Q. What’s the secret of getting a smooth finish when brushing latex paint on cabinets and other woodwork? I get brush marks unless I use spray paint.
A. Start with some simple basics. Buy high-quality paint intended for cabinets or trim – often enamel – and top-quality brushes to apply it.
Brushes with nylon-polyester bristles should be used. For cabinets, a brush about 2.5 inches wide is a good choice. Some painters like the angled bristles of so-called sash brushes.
The brush should be immaculately clean; if it has been used before, there should be no dried paint anywhere in the bristle area – it will hold bristles together like spikes and make it more difficult to avoid brush marks.
When painting, dip only about one-third of the bristle length into the paint.
Flat and semi-gloss paints often have a smoother appearance when dry than high-gloss paints.
If you have the proper paint and tools, then consider one of the key causes of brush marks – the paint dries too fast, before it has time to flatten out. Painting in excessive heat speeds drying and amplifies the possibility of brush marks.
Next, the paint must not be too thick. Test some on scrap wood and if it leaves marks when brushed, try thinning some by about 10 percent with water and test again.
When painting cabinets, do the insides and backs of the doors first; this will give you a feel for the best brushing technique for a smooth finish.
If you still get brush marks, buy a bottle of Floetrol at a paint store or home center. Floetrol, made by the Flood Co., is a latex paint conditioner that slows drying and smoothes the finish, often leaving it mark-free.
I have no problem with spraying paint for those who have the skills to do it properly, but I have encountered more messed-up spray jobs than brush jobs. Unskilled spraying can result in spatters, streaks, drips and runs, thick and thin areas, and of course overspray, which can put paint where you don’t want it.
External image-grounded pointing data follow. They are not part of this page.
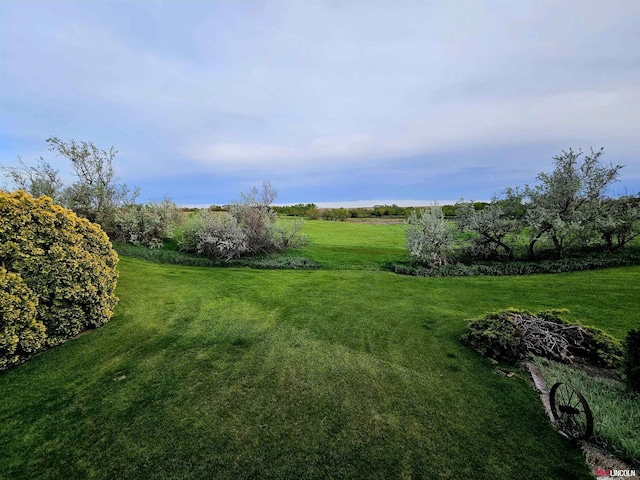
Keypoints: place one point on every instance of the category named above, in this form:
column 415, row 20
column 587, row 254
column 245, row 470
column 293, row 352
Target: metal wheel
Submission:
column 571, row 411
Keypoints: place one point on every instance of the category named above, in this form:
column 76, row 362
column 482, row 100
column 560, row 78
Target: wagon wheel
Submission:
column 571, row 411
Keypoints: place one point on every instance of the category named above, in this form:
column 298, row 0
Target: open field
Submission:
column 352, row 373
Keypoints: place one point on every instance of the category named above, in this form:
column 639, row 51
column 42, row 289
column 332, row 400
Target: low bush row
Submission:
column 623, row 258
column 172, row 257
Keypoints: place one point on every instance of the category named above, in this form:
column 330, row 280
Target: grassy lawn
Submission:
column 241, row 373
column 353, row 245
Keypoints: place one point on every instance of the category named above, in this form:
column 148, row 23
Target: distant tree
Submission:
column 38, row 180
column 429, row 238
column 149, row 224
column 313, row 213
column 617, row 221
column 491, row 227
column 95, row 195
column 250, row 228
column 559, row 207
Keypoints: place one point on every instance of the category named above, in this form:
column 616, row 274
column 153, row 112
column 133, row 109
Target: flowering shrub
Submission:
column 66, row 261
column 250, row 228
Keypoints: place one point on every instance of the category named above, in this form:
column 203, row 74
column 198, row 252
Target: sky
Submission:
column 338, row 103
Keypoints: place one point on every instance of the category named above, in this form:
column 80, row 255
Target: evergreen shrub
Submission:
column 66, row 261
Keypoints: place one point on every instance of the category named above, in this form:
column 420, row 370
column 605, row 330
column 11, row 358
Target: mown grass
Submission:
column 615, row 409
column 241, row 373
column 353, row 245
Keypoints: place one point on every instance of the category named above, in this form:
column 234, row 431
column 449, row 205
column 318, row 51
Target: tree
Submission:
column 250, row 228
column 95, row 194
column 559, row 206
column 429, row 238
column 38, row 180
column 617, row 221
column 491, row 227
column 147, row 224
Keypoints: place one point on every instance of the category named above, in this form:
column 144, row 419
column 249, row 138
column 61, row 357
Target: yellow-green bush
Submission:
column 20, row 333
column 67, row 261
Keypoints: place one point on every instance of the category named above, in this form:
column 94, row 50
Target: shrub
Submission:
column 632, row 359
column 249, row 229
column 214, row 235
column 513, row 334
column 65, row 260
column 147, row 224
column 20, row 333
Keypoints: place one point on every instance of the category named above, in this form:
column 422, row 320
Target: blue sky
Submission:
column 334, row 102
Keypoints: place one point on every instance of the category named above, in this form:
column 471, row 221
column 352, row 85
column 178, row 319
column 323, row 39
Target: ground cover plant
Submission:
column 615, row 409
column 238, row 373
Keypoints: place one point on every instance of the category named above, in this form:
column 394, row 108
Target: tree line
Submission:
column 567, row 211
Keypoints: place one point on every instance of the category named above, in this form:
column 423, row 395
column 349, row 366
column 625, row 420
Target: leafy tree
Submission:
column 559, row 206
column 491, row 226
column 95, row 194
column 38, row 180
column 429, row 238
column 617, row 221
column 250, row 228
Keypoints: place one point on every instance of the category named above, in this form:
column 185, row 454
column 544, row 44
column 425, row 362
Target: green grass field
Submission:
column 353, row 245
column 340, row 373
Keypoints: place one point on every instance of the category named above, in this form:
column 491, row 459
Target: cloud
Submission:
column 318, row 91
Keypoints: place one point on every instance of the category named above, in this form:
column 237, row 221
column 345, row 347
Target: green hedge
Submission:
column 20, row 333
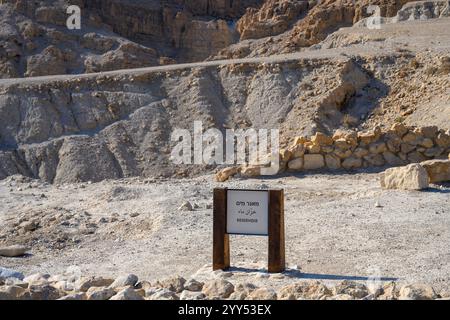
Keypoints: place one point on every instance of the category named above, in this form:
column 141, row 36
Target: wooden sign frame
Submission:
column 221, row 239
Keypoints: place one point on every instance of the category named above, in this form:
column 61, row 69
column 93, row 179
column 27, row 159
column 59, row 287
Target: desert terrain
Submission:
column 89, row 192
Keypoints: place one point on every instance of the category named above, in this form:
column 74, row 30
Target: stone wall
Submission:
column 347, row 150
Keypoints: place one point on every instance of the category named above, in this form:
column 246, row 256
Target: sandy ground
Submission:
column 334, row 230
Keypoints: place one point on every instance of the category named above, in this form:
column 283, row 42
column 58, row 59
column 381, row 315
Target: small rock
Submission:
column 100, row 293
column 123, row 281
column 218, row 288
column 192, row 295
column 164, row 294
column 186, row 206
column 29, row 225
column 127, row 294
column 13, row 251
column 9, row 273
column 84, row 284
column 175, row 284
column 37, row 278
column 74, row 297
column 263, row 294
column 417, row 292
column 410, row 177
column 193, row 285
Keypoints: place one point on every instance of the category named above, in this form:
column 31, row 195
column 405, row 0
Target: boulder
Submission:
column 438, row 170
column 410, row 177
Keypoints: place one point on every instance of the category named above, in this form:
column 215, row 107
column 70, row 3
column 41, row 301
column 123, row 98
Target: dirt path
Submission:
column 333, row 228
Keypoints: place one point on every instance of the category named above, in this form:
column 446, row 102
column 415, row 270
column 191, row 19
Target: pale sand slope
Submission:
column 332, row 228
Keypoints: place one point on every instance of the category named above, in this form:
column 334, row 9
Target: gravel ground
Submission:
column 338, row 227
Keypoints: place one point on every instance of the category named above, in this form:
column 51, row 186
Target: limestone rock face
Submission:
column 313, row 161
column 274, row 17
column 50, row 62
column 438, row 170
column 410, row 177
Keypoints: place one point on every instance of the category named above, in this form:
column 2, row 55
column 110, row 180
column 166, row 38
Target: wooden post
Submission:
column 221, row 242
column 276, row 231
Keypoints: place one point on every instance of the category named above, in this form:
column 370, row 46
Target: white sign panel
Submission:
column 248, row 212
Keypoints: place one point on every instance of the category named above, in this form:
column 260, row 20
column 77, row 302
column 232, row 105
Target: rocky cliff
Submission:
column 114, row 35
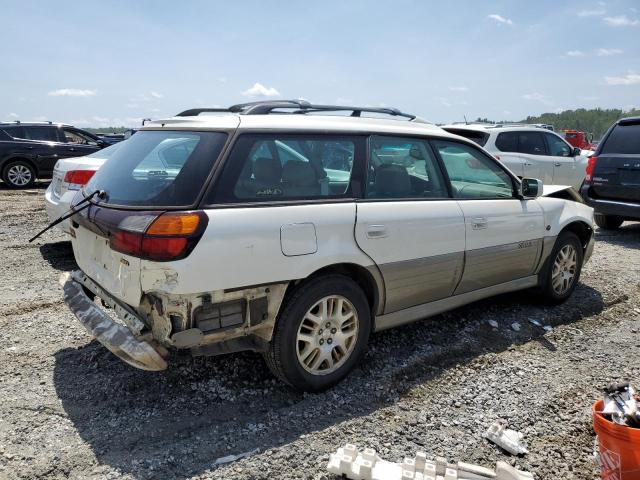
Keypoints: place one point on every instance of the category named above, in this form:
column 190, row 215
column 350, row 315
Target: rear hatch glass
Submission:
column 617, row 171
column 156, row 169
column 474, row 135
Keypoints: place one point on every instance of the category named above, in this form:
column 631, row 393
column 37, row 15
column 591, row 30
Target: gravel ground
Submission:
column 70, row 409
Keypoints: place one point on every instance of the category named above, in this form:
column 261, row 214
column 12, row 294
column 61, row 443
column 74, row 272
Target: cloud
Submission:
column 592, row 13
column 259, row 90
column 621, row 21
column 72, row 92
column 537, row 97
column 500, row 19
column 628, row 79
column 607, row 52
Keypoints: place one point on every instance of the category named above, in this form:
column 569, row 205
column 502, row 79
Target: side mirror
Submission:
column 530, row 188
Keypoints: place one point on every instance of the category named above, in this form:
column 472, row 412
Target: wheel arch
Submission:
column 368, row 279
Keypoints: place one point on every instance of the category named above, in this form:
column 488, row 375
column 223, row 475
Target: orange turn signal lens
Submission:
column 178, row 223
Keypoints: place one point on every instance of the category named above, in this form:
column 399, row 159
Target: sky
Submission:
column 102, row 64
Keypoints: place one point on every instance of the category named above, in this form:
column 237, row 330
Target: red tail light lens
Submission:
column 591, row 165
column 78, row 177
column 171, row 236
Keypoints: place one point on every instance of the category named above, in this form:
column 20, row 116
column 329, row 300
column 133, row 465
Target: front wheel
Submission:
column 321, row 333
column 562, row 271
column 607, row 222
column 19, row 174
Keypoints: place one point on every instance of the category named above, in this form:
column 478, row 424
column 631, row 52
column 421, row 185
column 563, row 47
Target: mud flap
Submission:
column 115, row 337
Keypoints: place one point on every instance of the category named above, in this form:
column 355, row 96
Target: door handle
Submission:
column 479, row 223
column 377, row 231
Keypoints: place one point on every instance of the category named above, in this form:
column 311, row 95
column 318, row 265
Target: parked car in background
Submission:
column 29, row 150
column 533, row 152
column 297, row 234
column 69, row 175
column 612, row 182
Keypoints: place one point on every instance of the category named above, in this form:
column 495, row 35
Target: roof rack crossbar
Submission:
column 298, row 107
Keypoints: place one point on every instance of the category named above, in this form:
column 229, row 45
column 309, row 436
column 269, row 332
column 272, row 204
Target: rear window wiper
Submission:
column 85, row 202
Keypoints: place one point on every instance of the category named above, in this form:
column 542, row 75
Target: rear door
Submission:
column 503, row 233
column 408, row 224
column 617, row 171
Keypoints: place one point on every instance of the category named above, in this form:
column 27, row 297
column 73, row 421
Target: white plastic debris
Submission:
column 367, row 465
column 509, row 440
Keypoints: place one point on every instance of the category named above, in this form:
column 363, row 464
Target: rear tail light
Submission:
column 78, row 178
column 591, row 165
column 171, row 236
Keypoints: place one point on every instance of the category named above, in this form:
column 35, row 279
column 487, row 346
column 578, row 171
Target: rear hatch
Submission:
column 152, row 173
column 616, row 173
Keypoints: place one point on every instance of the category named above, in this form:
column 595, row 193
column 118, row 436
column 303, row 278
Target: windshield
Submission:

If paint with flammable, smelly solvents is used, spraying inside a house can also be a fire and health hazard.
Q. We get condensation on our thermal windows even though we have checked the humidity in our 5-year-old house and it is fine. We don’t have any gas equipment. We have to wipe the sills and worry about mold, since we have small children. What’s going on?
A. Condensation on glass occurs when the glass gets cold enough to reach what is called the dew point, causing whatever water vapor is in the air of the house to condense on the cold surface.
The glass can get cold for several reasons, including cold air inside the house and poor-quality thermal windows. If the condensation occurs during periods when you have set back your thermostat to save energy, try cutting the setback by a few degrees. If the windows have drapes that are keeping warm air from reaching the glass, try letting the drapes open.
Also, you don’t say what the actual humidity level is in the house; it should be no more than 45 or 50 percent. Possibly the equipment you are using to check the humidity might not be accurate. It might pay you to look for a better quality hygrometer or moisture meter. Professional-quality hygrometers and moisture meters can be quite expensive, but you can find some instruments at reasonable prices on the Internet by search for Hygrometers and Moisture Meters.
If you still get good humidity readings, and you have corrected the possible causes mentioned above (too little heat and drapes), I would suspect the quality of the windows. Even though the windows have two panes of glass, they might lack such important energy features as low-e coating and an inert gas between the two panes of glass.